It's not expensive because it spends money of the best of equipment, it's expensive because it is grossly inefficient, often buying equipment that is not compatible with other systems in place. As an example, the hospital where my wife works bought a new scanner a couple of years back. One team of 'experts' ran the procurement process to select the scanner, the facilities team ran the construction project to manage the building works.

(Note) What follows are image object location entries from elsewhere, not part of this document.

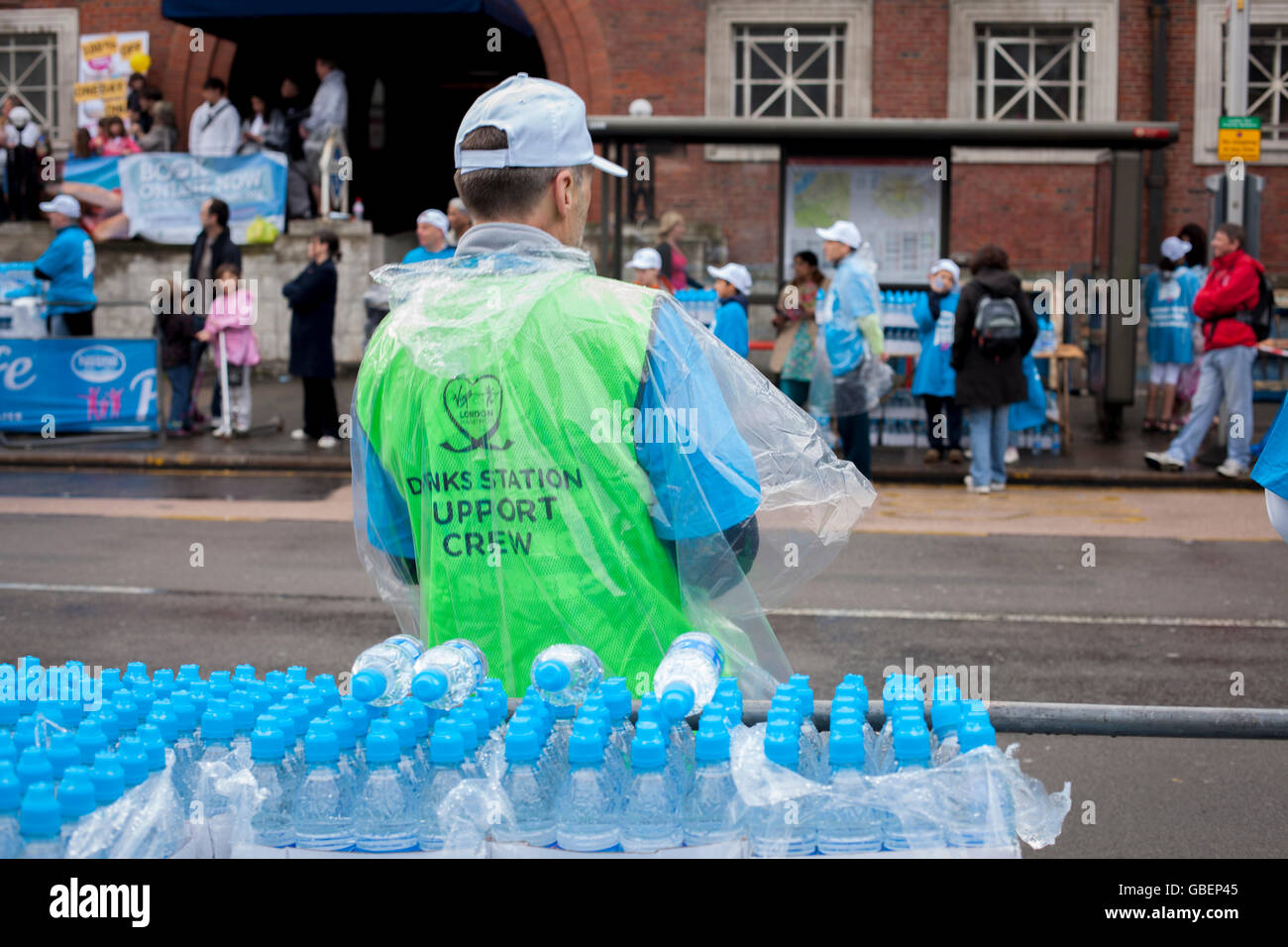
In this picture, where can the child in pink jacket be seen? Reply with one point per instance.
(232, 312)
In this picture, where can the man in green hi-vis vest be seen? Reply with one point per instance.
(542, 455)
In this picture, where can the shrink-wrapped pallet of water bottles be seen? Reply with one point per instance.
(424, 757)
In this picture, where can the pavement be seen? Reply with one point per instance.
(278, 408)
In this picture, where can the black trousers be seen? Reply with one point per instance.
(944, 406)
(320, 412)
(854, 441)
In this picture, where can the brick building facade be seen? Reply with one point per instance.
(901, 58)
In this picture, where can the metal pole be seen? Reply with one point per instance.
(1236, 94)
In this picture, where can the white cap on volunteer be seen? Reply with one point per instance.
(947, 264)
(544, 123)
(63, 204)
(1176, 248)
(436, 218)
(734, 273)
(645, 258)
(841, 231)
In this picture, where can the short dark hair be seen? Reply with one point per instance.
(990, 257)
(1234, 232)
(492, 193)
(220, 210)
(333, 243)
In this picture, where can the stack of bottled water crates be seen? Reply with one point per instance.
(138, 764)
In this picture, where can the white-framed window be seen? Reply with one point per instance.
(1025, 72)
(784, 71)
(1033, 59)
(767, 58)
(38, 63)
(1267, 72)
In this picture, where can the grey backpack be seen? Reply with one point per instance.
(997, 325)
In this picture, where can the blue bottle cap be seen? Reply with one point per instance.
(648, 751)
(845, 746)
(357, 714)
(552, 676)
(76, 791)
(42, 815)
(267, 741)
(382, 745)
(62, 753)
(11, 788)
(343, 727)
(108, 777)
(133, 758)
(677, 699)
(446, 748)
(520, 744)
(217, 723)
(321, 745)
(243, 710)
(711, 745)
(782, 744)
(34, 767)
(368, 685)
(587, 744)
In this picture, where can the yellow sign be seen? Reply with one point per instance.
(1237, 137)
(97, 50)
(103, 89)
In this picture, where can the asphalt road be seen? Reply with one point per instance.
(1157, 620)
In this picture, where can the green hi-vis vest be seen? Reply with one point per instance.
(531, 526)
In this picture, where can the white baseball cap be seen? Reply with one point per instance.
(434, 218)
(63, 204)
(544, 123)
(1176, 248)
(947, 264)
(734, 273)
(645, 258)
(841, 231)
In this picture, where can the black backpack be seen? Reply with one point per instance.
(1263, 313)
(997, 325)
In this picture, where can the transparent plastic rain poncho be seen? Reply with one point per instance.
(851, 379)
(542, 455)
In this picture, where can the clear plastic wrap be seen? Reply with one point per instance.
(542, 455)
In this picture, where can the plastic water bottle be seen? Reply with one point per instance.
(587, 808)
(712, 810)
(782, 828)
(75, 797)
(912, 827)
(323, 802)
(983, 806)
(447, 757)
(447, 674)
(11, 797)
(845, 821)
(651, 809)
(565, 674)
(386, 810)
(42, 822)
(533, 808)
(381, 674)
(687, 677)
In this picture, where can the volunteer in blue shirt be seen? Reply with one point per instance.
(1271, 472)
(935, 379)
(432, 230)
(68, 264)
(733, 283)
(1170, 307)
(850, 322)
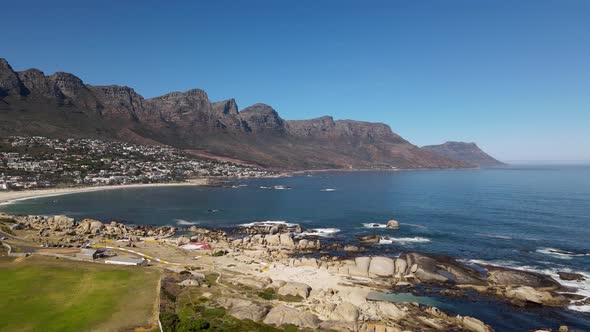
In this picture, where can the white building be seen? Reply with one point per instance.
(126, 261)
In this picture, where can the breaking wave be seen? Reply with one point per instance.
(268, 223)
(323, 232)
(562, 254)
(185, 222)
(403, 240)
(581, 287)
(374, 225)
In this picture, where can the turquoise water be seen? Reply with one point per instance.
(533, 217)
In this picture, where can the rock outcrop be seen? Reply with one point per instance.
(61, 105)
(283, 314)
(466, 152)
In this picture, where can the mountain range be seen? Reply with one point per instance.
(466, 152)
(62, 105)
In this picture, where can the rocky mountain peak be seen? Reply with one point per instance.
(10, 84)
(226, 107)
(466, 152)
(118, 101)
(261, 118)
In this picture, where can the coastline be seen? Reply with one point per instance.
(8, 197)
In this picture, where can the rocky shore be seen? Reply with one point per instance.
(311, 284)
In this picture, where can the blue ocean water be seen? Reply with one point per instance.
(530, 217)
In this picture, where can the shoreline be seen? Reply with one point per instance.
(9, 197)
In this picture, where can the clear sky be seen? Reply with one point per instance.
(513, 76)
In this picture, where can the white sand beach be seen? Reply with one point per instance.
(7, 197)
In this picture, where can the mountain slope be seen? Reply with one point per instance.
(61, 105)
(466, 152)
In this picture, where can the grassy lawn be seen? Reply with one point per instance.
(45, 294)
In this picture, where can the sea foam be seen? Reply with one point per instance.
(581, 287)
(323, 232)
(403, 240)
(185, 222)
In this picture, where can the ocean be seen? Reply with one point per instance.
(529, 217)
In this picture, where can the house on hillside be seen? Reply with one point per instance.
(126, 261)
(91, 253)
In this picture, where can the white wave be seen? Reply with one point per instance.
(323, 232)
(562, 254)
(374, 225)
(268, 223)
(495, 236)
(581, 287)
(415, 225)
(185, 222)
(403, 240)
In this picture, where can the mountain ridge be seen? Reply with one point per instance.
(61, 104)
(466, 152)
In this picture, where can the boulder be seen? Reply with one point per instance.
(63, 222)
(571, 276)
(286, 240)
(252, 282)
(393, 224)
(286, 315)
(362, 264)
(189, 282)
(295, 289)
(521, 295)
(400, 266)
(369, 239)
(252, 311)
(382, 267)
(346, 312)
(390, 310)
(273, 240)
(473, 324)
(333, 325)
(351, 248)
(509, 277)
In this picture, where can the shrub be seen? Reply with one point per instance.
(7, 220)
(192, 325)
(169, 321)
(6, 230)
(219, 253)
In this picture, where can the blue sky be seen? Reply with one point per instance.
(513, 76)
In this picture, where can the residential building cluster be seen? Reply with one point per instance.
(40, 162)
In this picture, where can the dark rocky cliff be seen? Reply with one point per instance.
(466, 152)
(61, 105)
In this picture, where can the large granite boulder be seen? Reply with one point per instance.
(295, 289)
(346, 312)
(526, 294)
(392, 224)
(286, 315)
(250, 310)
(381, 267)
(286, 240)
(509, 277)
(62, 222)
(362, 265)
(369, 239)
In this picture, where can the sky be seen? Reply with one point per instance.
(512, 76)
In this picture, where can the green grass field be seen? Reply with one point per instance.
(45, 294)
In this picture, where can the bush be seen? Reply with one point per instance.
(268, 294)
(169, 321)
(7, 220)
(192, 325)
(6, 230)
(219, 253)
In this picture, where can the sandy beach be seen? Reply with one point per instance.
(7, 197)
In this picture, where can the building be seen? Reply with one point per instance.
(126, 261)
(91, 253)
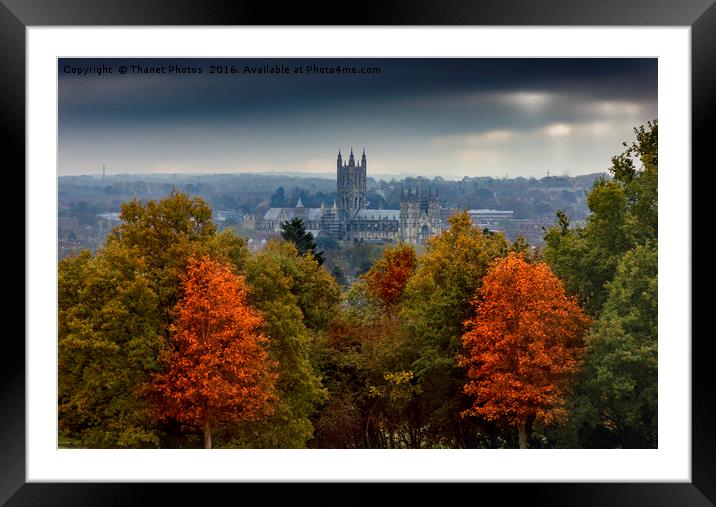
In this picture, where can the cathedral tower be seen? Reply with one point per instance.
(351, 182)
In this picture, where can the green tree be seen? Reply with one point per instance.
(109, 336)
(295, 297)
(435, 305)
(295, 231)
(611, 263)
(622, 365)
(114, 313)
(623, 215)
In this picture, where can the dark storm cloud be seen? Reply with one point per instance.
(165, 97)
(458, 110)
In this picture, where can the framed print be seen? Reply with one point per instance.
(80, 81)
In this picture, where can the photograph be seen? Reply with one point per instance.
(357, 253)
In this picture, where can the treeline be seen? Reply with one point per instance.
(175, 335)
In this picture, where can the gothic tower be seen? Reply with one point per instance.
(410, 215)
(351, 182)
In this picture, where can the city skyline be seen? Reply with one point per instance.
(420, 117)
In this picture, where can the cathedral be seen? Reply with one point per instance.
(350, 219)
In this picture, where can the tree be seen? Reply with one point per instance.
(295, 231)
(622, 364)
(611, 264)
(623, 215)
(109, 335)
(217, 369)
(523, 346)
(295, 297)
(434, 307)
(389, 275)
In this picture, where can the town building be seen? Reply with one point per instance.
(349, 217)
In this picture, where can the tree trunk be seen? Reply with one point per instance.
(522, 427)
(207, 434)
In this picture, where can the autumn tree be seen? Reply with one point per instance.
(389, 275)
(217, 369)
(523, 345)
(434, 307)
(115, 308)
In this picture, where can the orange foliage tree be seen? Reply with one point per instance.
(216, 367)
(523, 345)
(388, 276)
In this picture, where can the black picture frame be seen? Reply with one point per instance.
(16, 15)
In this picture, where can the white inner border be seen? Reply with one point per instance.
(670, 462)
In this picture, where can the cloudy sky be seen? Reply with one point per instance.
(447, 117)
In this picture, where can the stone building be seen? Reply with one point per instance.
(350, 219)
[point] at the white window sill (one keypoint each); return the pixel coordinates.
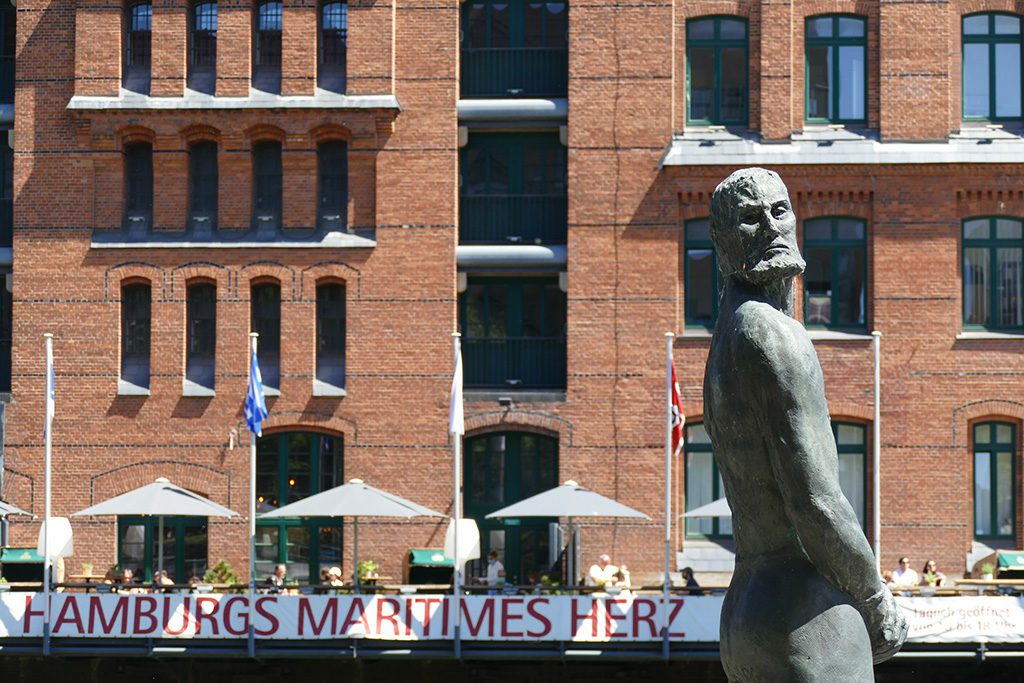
(189, 388)
(324, 389)
(126, 388)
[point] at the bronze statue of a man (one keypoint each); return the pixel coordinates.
(806, 602)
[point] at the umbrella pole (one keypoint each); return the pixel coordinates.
(355, 553)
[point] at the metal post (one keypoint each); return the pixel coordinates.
(877, 453)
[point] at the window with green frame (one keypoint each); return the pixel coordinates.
(991, 45)
(700, 273)
(291, 466)
(836, 73)
(704, 484)
(716, 71)
(993, 272)
(994, 472)
(836, 278)
(502, 468)
(185, 552)
(513, 333)
(851, 444)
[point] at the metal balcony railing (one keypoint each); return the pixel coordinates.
(515, 363)
(513, 219)
(515, 72)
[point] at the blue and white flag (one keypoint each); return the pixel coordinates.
(50, 396)
(457, 421)
(255, 401)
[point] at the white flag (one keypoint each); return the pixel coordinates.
(457, 420)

They never met to compare notes so when the machine was delivered it was discovered that first, they couldn't get it into the building, and then the room it was to be housed in wasn't big enough. Cue frantic knocking of walls and reconfiguration of space.


----------



## HyperionDayz (10 Jul 2021)

Purple said:


> Nice idea but the Unions exercise their veto to block any meaningful reform  within the Health Service. Just look at how their derailed PPARS by opposing the standardisation of ccontracts.


There’s no way that the current situation is sustainable. We’re already spending 40% of all taxpayer funding on healthcare and it’s clear that is going to exponentially increase with our aging population and the removal of private healthcare. Rather than the standard consensus building of holding hands with every employee, someone needs to create a proper vision and a timeline for cost savings. While I think many in the HSE do a difficult job with little recognition, we need to implement rather than issuing a new report or having another consultation that leads to nothing. Let the doctors go on strike and the public can understand more about the €250,000 they’re making and complaining about it.


----------



## HyperionDayz (10 Jul 2021)

Sounds very


Leo said:


> It's not expensive because it spends money of the best of equipment, it's expensive because it is grossly inefficient, often buying equipment that is not compatible with other systems in place. As an example, the hospital where my wife works bought a new scanner a couple of years back. One team of 'experts' ran the procurement process to select the scanner, the facilities team ran the construction project to manage the building works. They never met to compare notes so when the machine was delivered it was discovered that first, they couldn't get it into the building, and then the room it was to be housed in wasn't big enough. Cue frantic knocking of walls and reconfiguration of space.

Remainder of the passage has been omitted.